Edward David Stuart Ogilvie | |
Birth Date: | 25 July 1814 |
Birth Place: | Tottenham |
Death Place: | Bowral |
Spouse: | Theodosia de Burgh |
Relations: | Clan Ogilvie |
Relatives: | Jessie, Lady Street (granddaughter) Dame Bridget Ogilvie (great-great-granddaughter) |
Edward David Stuart Ogilvie (25 July 1814 - 25 January 1896) was an English-born Australian politician and businessman. He served as a member of the Upper House of the New South Wales parliament. He built the renowned estate Yulgilbar.

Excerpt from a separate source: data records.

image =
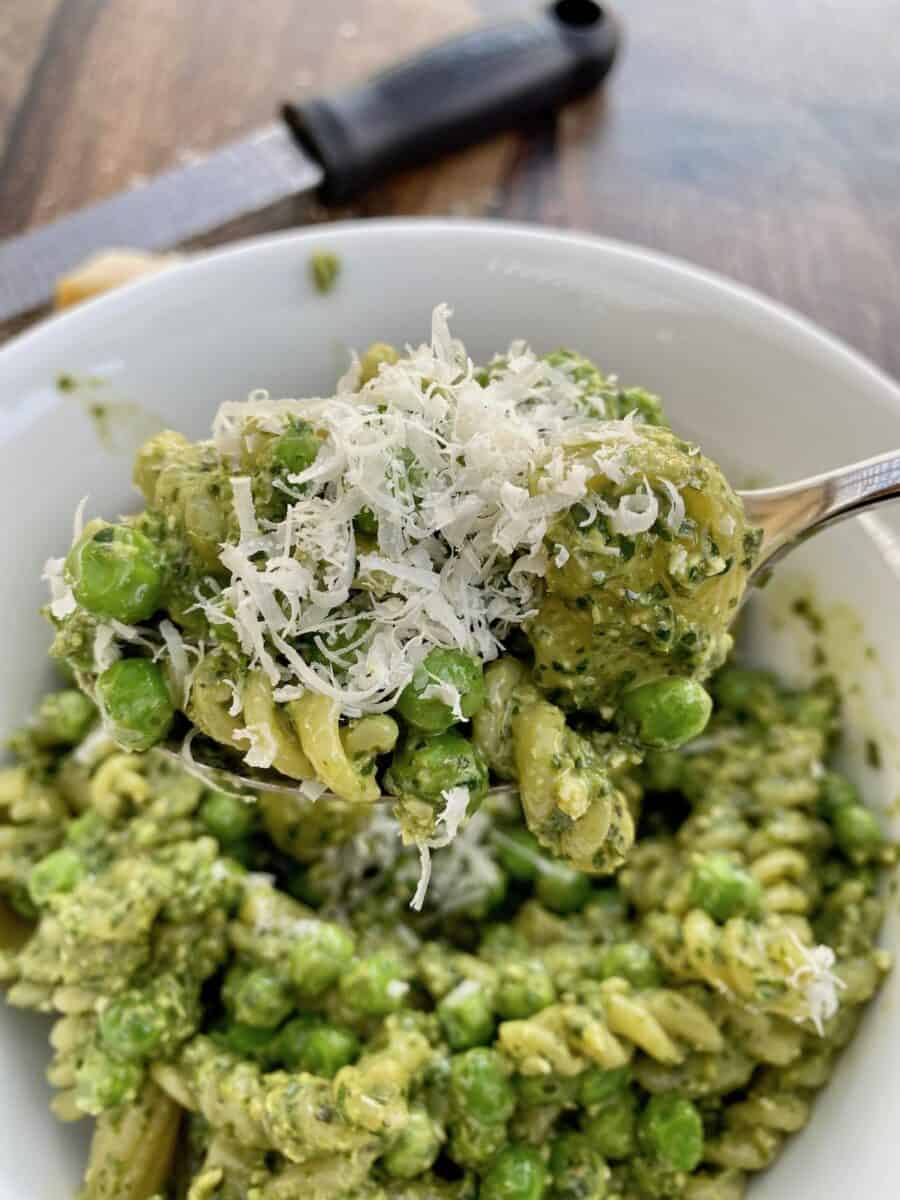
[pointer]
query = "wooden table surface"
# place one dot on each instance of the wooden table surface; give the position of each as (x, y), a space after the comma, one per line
(760, 138)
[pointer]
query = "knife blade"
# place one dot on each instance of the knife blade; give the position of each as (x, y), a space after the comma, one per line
(336, 145)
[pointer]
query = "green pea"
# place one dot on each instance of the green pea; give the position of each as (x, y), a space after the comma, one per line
(88, 832)
(229, 817)
(631, 961)
(375, 985)
(835, 792)
(523, 988)
(611, 1127)
(115, 573)
(561, 887)
(65, 717)
(136, 702)
(415, 1149)
(541, 1090)
(311, 1044)
(857, 832)
(517, 1173)
(479, 1086)
(520, 853)
(671, 1131)
(598, 1085)
(466, 1015)
(328, 1048)
(262, 999)
(473, 1144)
(579, 1170)
(453, 669)
(246, 1041)
(723, 888)
(319, 954)
(105, 1083)
(666, 713)
(426, 767)
(297, 448)
(131, 1026)
(366, 522)
(54, 875)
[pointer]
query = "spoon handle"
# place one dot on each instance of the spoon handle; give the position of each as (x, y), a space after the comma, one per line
(795, 511)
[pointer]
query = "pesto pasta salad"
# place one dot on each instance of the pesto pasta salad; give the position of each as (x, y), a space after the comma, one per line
(438, 575)
(527, 893)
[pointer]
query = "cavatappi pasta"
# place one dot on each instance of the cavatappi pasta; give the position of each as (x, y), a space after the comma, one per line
(247, 1007)
(441, 574)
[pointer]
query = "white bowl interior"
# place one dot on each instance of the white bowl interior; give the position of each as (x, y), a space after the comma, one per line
(762, 390)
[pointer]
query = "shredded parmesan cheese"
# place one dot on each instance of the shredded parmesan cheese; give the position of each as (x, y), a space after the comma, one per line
(819, 984)
(462, 480)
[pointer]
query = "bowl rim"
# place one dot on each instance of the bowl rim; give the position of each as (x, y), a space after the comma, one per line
(205, 263)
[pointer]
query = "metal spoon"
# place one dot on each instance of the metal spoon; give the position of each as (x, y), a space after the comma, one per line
(792, 513)
(787, 516)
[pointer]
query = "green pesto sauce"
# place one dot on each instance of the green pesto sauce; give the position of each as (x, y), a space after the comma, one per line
(253, 1011)
(324, 269)
(622, 959)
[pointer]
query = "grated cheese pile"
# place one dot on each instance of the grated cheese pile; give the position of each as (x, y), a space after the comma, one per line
(463, 480)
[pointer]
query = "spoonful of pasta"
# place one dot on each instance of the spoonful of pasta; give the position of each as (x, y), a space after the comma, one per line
(442, 580)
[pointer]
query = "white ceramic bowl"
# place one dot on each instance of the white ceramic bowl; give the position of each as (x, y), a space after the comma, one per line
(765, 393)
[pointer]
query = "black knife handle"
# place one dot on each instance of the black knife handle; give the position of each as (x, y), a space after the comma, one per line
(454, 94)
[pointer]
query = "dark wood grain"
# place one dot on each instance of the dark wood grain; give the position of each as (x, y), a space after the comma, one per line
(760, 139)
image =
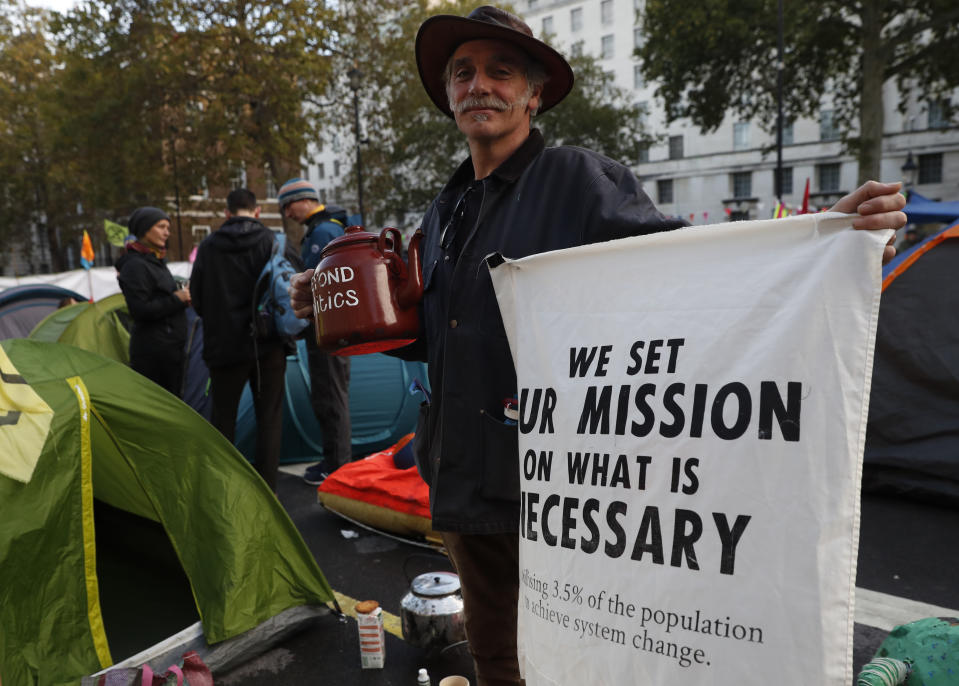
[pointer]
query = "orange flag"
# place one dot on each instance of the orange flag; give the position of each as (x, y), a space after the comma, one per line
(86, 251)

He was born in Tottenham to Mary and William Ogilvie, a Royal Navy officer of Clan Ogilvie. He and his family migrated to Sydney in 1825, and Ogilvie worked for his father on stations on the Upper Hunter and Liverpool Plains, developing a property called Yulgilbar along with his brother W. K. Ogilvie and C. G. Tindal, the son of his father's Royal Navy colleague.
By 1850, Yulgilbar was approximately 777 square kilometres in territory. Ogilvie befriended the local Aboriginals, employing them where they were willing and allowing them their land rights with respect to his. He began buying the territories that would be amalgamated as Yulgilbar from 1853, eventually bequeathing it to his children. In the 1860s, Ogilvie moved from sheep to cattle.[1] Australian artist Tom Roberts described Ogilvie as "The Chief, mentally alert, a military-type in mind and physique."[2]
Ogilvie had his 10 children by Theodosia de Burgh, who he married on 2 September 1858 and who died in 1886. He married Alicia Georgiana Loftus Tottenham on 21 December 1890.[3] In 1863, he was appointed to the New South Wales Legislative Council. His seat on the council was declared vacant on 27 February 1889 because he had been absent from the council for 2 continuous sessions.[4] Ogilvie died at Fernside near Bowral in 1896.[5]
His granddaughter Jessie, Lady Street was a prominent human rights activist who married into the Street dynasty.[6] His great-great-granddaughter is Dame Bridget Ogilvie,, (born 24 March 1938), a prominent Australian scientist.[7]
His renowned estate Yulgilbar remained in his family until the 1920s when it was sold by his daughter and son-in-law. In 1949, it was acquired by Samuel Hordern and was passed by descent to his daughter Sarah Myer on his death is 1961.